Single by Peking Duk featuring SAFIA

from the EP Songs to Sweat To
- Released: 10 October 2014
- Genre: EDM; indie electronic; electro house; synthpop;
- Length: 3:28
- Label: Vicious Recordings
- Songwriters: Kaelyn Behr; Adam Hyde; Reuben Styles; Ben Woolner-Kirkham;
- Producers: Adam Hyde; Reuben Styles;

Peking Duk singles chronology
| "High" (2014) | "Take Me Over" (2014) | "Say My Name" (2015) |

SAFIA singles chronology
| "You Are the One" (2014) | "Take Me Over" (2014) | "Counting Sheep" (2015) |

Music video
- "Take Me Over" on YouTube

= Take Me Over (Peking Duk song) =

"Take Me Over" is a song by Australian electronic music duo Peking Duk. The song features vocals from SAFIA. It was produced by Adam Hyde and Reuben Styles of Peking Duk. The song was released on 10 October 2014 by Vicious Recordings as the second single from the duo’s debut EP, Songs to Sweat To.

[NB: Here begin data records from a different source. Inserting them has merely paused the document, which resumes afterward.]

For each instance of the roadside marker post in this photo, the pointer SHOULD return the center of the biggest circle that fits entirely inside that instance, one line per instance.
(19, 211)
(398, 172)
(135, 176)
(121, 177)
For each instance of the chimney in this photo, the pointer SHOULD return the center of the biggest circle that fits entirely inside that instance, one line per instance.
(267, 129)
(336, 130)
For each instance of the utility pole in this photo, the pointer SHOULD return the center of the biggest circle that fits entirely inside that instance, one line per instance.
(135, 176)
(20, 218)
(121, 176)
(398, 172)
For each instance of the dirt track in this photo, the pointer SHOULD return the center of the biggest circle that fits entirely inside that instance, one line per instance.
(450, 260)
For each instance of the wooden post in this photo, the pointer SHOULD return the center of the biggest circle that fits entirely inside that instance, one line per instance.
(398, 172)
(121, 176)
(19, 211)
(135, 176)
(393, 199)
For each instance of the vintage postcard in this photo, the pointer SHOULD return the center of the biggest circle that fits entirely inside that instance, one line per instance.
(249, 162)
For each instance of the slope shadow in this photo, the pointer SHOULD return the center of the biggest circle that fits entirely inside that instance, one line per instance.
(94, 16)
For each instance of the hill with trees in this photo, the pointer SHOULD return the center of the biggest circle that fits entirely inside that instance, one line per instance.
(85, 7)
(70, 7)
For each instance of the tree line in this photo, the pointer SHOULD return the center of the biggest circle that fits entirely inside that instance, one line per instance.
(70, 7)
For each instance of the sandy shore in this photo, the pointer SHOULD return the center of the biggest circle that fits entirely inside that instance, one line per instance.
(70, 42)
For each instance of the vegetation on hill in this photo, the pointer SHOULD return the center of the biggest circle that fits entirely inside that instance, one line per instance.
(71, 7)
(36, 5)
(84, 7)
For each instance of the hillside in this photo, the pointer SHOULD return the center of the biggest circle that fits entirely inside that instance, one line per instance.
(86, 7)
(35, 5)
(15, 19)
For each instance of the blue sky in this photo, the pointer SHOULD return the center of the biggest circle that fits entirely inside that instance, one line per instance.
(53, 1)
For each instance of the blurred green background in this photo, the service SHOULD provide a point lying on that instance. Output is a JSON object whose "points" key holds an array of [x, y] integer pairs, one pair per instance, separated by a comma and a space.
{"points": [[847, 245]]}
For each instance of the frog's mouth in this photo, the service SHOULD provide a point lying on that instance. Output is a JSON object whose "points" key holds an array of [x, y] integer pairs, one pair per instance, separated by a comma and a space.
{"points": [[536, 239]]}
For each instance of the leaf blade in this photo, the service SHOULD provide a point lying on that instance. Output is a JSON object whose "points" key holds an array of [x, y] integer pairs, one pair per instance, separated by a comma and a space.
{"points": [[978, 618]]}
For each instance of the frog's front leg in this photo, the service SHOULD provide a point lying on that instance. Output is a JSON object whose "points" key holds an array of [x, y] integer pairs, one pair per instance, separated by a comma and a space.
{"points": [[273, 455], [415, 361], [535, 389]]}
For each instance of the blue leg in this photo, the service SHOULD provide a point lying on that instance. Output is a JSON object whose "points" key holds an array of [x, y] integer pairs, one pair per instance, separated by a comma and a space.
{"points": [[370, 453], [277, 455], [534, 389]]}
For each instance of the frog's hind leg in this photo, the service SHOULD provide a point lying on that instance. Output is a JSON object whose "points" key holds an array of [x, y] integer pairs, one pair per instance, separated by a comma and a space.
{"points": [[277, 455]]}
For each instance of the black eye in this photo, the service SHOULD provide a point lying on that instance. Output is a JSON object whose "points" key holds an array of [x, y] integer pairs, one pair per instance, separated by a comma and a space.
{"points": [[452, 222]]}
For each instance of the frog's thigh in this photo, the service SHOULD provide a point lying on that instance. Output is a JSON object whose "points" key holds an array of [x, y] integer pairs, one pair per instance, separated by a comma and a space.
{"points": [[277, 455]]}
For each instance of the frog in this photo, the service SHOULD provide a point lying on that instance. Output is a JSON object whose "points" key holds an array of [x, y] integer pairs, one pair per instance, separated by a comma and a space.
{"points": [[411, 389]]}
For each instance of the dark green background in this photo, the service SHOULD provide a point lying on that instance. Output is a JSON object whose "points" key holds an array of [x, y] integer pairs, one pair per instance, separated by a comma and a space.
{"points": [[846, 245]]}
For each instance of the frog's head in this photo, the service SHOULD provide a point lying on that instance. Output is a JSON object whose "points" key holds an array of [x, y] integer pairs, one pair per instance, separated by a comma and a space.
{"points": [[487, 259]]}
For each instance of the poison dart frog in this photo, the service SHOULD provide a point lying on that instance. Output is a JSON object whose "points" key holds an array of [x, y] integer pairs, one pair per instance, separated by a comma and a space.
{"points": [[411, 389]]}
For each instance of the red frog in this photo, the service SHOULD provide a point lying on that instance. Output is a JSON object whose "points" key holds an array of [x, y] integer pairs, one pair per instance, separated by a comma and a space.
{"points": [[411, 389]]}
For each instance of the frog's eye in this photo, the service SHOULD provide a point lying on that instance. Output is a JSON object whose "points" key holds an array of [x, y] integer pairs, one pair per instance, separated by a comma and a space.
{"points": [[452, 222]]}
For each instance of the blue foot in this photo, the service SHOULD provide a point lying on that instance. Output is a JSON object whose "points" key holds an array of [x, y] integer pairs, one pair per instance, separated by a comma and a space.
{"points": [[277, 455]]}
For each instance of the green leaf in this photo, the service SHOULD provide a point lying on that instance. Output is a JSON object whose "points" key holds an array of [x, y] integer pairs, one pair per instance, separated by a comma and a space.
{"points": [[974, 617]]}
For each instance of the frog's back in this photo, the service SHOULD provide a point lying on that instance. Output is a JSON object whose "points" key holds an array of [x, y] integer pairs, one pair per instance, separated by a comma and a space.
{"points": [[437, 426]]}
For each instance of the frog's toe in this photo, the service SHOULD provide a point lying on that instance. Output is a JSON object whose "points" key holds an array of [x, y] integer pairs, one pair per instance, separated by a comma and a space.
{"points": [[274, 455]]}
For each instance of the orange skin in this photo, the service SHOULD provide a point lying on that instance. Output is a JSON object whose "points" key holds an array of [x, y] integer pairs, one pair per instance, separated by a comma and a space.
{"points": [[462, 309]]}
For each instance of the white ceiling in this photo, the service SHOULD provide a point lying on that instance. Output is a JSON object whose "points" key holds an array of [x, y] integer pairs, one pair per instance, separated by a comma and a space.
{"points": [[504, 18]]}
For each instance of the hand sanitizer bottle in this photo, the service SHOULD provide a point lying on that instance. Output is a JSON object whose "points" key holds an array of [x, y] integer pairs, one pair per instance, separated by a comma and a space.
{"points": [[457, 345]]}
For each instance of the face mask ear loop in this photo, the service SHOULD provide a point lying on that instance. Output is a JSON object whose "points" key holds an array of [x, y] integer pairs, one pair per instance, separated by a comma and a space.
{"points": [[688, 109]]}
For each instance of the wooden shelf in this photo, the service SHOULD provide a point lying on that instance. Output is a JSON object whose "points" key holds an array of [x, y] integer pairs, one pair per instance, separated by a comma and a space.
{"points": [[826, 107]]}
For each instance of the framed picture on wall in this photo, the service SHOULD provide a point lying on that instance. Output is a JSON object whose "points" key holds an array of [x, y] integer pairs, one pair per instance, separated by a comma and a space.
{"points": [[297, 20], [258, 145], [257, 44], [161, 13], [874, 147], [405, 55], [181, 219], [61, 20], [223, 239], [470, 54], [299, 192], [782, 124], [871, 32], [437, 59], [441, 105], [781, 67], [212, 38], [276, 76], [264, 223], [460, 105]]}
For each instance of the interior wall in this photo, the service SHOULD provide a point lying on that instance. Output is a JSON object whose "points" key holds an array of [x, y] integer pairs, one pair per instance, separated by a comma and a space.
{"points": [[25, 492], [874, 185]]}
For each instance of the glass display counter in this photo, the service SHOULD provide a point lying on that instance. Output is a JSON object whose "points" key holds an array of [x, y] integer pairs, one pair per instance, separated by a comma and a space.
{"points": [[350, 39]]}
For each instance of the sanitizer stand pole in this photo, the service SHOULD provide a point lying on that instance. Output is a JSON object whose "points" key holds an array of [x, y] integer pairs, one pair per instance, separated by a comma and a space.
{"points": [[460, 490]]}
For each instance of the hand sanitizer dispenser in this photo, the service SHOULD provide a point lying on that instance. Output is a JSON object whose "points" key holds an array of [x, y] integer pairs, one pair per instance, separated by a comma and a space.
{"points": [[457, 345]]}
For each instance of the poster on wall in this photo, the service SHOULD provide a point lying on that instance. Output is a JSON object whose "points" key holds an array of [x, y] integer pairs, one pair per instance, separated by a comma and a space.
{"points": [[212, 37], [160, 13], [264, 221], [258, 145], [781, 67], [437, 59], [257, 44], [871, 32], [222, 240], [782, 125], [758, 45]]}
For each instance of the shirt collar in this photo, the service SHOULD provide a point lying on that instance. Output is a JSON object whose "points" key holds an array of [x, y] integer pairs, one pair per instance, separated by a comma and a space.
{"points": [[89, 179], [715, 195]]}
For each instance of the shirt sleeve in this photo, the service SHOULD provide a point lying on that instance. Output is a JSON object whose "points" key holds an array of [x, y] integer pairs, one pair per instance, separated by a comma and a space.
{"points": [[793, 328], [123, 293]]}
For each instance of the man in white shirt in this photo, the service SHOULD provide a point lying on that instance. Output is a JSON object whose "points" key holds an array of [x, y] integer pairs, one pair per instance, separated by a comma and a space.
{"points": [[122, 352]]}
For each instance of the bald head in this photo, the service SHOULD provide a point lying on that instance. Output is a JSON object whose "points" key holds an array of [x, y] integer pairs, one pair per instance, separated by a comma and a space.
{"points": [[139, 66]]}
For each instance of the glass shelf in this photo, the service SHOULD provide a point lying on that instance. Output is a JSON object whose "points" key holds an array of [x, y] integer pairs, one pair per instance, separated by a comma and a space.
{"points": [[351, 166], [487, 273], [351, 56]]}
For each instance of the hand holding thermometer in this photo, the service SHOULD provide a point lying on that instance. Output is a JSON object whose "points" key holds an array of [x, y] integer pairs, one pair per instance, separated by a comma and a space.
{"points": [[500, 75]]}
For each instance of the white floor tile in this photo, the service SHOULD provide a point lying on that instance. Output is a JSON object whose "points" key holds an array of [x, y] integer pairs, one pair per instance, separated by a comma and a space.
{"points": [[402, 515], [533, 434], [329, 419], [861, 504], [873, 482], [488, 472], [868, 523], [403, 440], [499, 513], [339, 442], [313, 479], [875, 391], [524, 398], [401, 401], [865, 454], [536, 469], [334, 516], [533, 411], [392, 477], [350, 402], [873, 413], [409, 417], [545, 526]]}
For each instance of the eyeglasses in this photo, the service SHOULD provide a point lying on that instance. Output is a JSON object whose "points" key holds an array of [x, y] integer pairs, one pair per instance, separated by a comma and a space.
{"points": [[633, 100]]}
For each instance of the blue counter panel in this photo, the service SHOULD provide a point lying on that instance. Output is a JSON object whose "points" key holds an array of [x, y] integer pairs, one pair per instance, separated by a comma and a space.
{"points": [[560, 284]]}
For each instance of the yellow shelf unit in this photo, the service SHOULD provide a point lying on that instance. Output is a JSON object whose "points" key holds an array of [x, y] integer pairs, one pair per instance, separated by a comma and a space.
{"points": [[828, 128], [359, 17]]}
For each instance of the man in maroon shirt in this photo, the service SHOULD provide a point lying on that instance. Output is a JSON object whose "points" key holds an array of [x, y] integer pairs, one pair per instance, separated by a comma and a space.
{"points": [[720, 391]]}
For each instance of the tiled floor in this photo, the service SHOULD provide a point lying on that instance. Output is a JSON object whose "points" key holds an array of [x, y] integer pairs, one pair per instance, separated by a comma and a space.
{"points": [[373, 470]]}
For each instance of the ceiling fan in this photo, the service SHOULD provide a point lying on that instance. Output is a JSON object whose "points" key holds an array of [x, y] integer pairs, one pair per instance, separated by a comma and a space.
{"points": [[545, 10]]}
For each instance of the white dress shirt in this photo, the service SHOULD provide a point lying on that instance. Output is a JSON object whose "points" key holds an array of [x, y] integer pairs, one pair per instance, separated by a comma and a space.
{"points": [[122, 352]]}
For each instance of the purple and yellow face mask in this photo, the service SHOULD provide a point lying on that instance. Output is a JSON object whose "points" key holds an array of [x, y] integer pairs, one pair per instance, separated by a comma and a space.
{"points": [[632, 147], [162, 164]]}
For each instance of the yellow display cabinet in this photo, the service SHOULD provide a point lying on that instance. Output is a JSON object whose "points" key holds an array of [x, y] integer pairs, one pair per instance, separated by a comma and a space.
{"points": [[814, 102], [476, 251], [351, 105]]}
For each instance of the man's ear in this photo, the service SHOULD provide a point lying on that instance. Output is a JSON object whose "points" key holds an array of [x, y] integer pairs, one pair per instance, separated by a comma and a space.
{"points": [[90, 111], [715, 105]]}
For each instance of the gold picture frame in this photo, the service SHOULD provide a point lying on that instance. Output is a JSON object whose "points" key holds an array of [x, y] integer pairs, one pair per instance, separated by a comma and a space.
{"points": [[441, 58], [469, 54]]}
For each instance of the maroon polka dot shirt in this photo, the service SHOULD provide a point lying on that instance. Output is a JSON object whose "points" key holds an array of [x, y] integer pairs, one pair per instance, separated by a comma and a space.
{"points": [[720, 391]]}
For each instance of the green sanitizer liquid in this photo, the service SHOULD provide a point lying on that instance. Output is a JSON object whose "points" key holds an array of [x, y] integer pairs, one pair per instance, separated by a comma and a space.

"Take Me Over" reached a peak of number 32 on the New Zealand charts and number 6 on the Australian ARIA Charts, where the song also received a certification of 2× Platinum. The song placed at number 5 on the Triple J Hottest 100, 2014.

==Music video==
A music video to accompany the release of "Take Me Over" was released on YouTube on 19 November 2014.

==Reviews==
Paul McBride from theaureview said; "Peking Duk have dropped another killer electro jam. Expect 'Take Me Over' to get many thousands of arms up in the air over the summer festival season."

==Remixes==
A remix single was released on 19 December 2014.
1. "Take Me Over" (Just A Gent remix) – 4:59
2. "Take Me Over" (NEUS remix) – 3:55
3. "Take Me Over" (Sonny Fodera remix) – 6:09

==Charts==
===Weekly charts===

| Chart (2014) | Peak position |
|---|---|
| Australia (ARIA) | 6 |
| New Zealand (Recorded Music NZ) | 32 |

===Year-end charts===

| Chart (2014) | Position |
|---|---|
| Australia (ARIA) | 91 |
| Chart (2015) | Position |
| Australia (ARIA) | 90 |

==Certifications==

| Region | Certification | Certified units/sales |
| Australia (ARIA) | 3× Platinum | 210,000^{‡} |
| New Zealand (RMNZ) | 2× Platinum | 60,000^{‡} |
^{‡} Sales+streaming figures based on certification alone.